I think the most interesting part was when he discussed his relationship with Jimmy Carter. I think most people agree that Carter makes a better former president than he did a president and his work with Habitat for Humanity has made many forget the malaise that gripped the country when he was at the helm. Kennedy describes a side of Carter that I never knew about and which helps to explain how he failed as a leader.
While listening to True Compass, I tried never to forget that it was a memoir and not a biography.
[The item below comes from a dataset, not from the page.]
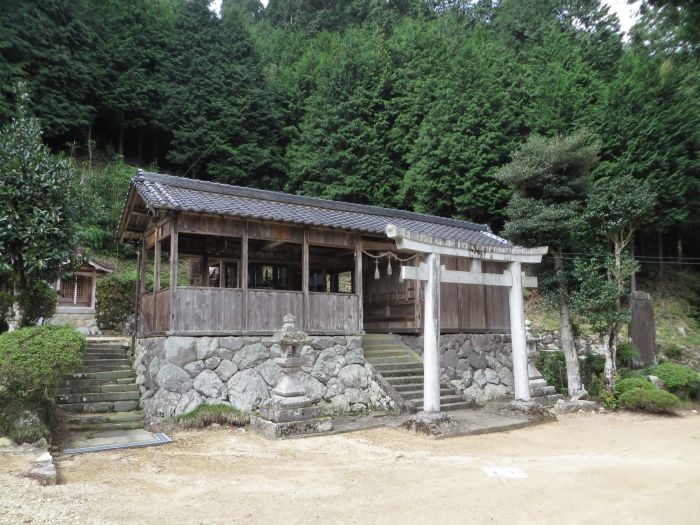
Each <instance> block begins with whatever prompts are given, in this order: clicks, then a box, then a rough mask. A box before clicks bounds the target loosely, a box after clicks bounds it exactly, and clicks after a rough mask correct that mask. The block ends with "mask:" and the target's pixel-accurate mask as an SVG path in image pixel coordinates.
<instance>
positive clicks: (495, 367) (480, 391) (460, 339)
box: [400, 334, 513, 402]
It was Kennedy's side of the story, but even so, it was fascinating, inspiring, and educational.
While most of us knew that Kennedy was passionate about his particular causes (health care, civil rights, education), I enjoyed his poetic side when he talked about sailing and the sea, and it is from this that his title and abiding life-metaphor derives.
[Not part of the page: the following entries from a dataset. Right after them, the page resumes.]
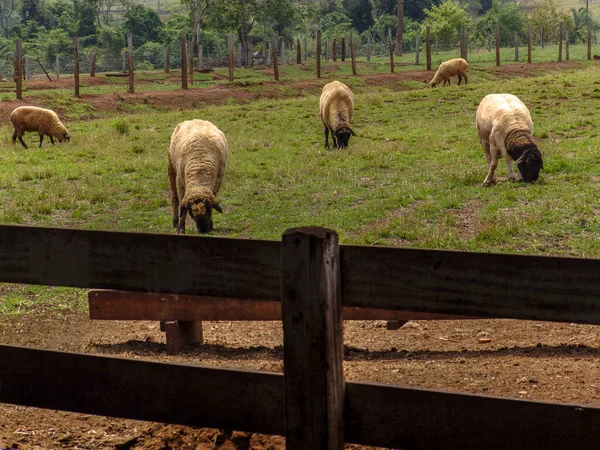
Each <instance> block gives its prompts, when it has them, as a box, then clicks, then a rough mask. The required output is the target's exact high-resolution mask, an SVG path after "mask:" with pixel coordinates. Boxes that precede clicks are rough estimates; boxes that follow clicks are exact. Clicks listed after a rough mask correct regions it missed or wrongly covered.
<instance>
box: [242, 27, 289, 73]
mask: <svg viewBox="0 0 600 450" xmlns="http://www.w3.org/2000/svg"><path fill="white" fill-rule="evenodd" d="M232 40H233V37H232ZM271 50H273V75H274V77H275V81H279V65H278V62H277V56H278V55H277V53H278V51H279V48H278V47H277V36H276V35H275V32H273V35H272V36H271Z"/></svg>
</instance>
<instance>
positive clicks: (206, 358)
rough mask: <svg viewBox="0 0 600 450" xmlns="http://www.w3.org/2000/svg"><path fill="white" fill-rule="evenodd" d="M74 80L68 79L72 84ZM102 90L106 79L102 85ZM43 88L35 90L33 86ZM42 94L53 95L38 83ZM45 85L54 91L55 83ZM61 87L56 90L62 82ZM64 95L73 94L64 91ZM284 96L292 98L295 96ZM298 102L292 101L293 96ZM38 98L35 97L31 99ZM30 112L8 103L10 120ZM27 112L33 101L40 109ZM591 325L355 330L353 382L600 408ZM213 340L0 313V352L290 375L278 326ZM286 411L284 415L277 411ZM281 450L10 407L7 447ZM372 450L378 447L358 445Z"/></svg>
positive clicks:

A sail from Cape Cod to Maine, with a southwest breeze, is a glorious adventure, and it’s a trip that Bobby and I had enjoyed in years past. About twenty miles from Hyannis, you see a sweep of sand dunes. And as the sun descends, only a few lights appear onshore, and so you head off into the darkness. Yet in the darkness you can see well into the distance, once you have learned where and how to look. The Cape gradually disappears, and the shore lights with it. After a while, new distant lights, small and bright, appear in the shoreline. And then the full darkness descends. Seldom is there another boat in sight. And that is the truly magical time of sailing, because the North Star appears: the North Star, which has been the guiding star for all seamen through time. The North Star guides you through the evening. Its light is the most definite thing you can see on the surface of the dark water. And so you have the North Star, and the sound and swell of the shifting water. And sometimes the fog will come in and you must go by the compass for a period. But you are always waiting to see the North Star again, because it is the guide to home port; it is the guide to home. And so the voyage becomes all-inclusive; you are enveloped in the totality of it: you are a part of the beginning, you are a part of the end. You are a part of the ship and a part of the sea. I gazed at the night sky often on those voyages, and thought of Bobby.
So far, this is the best book I've read in 2010.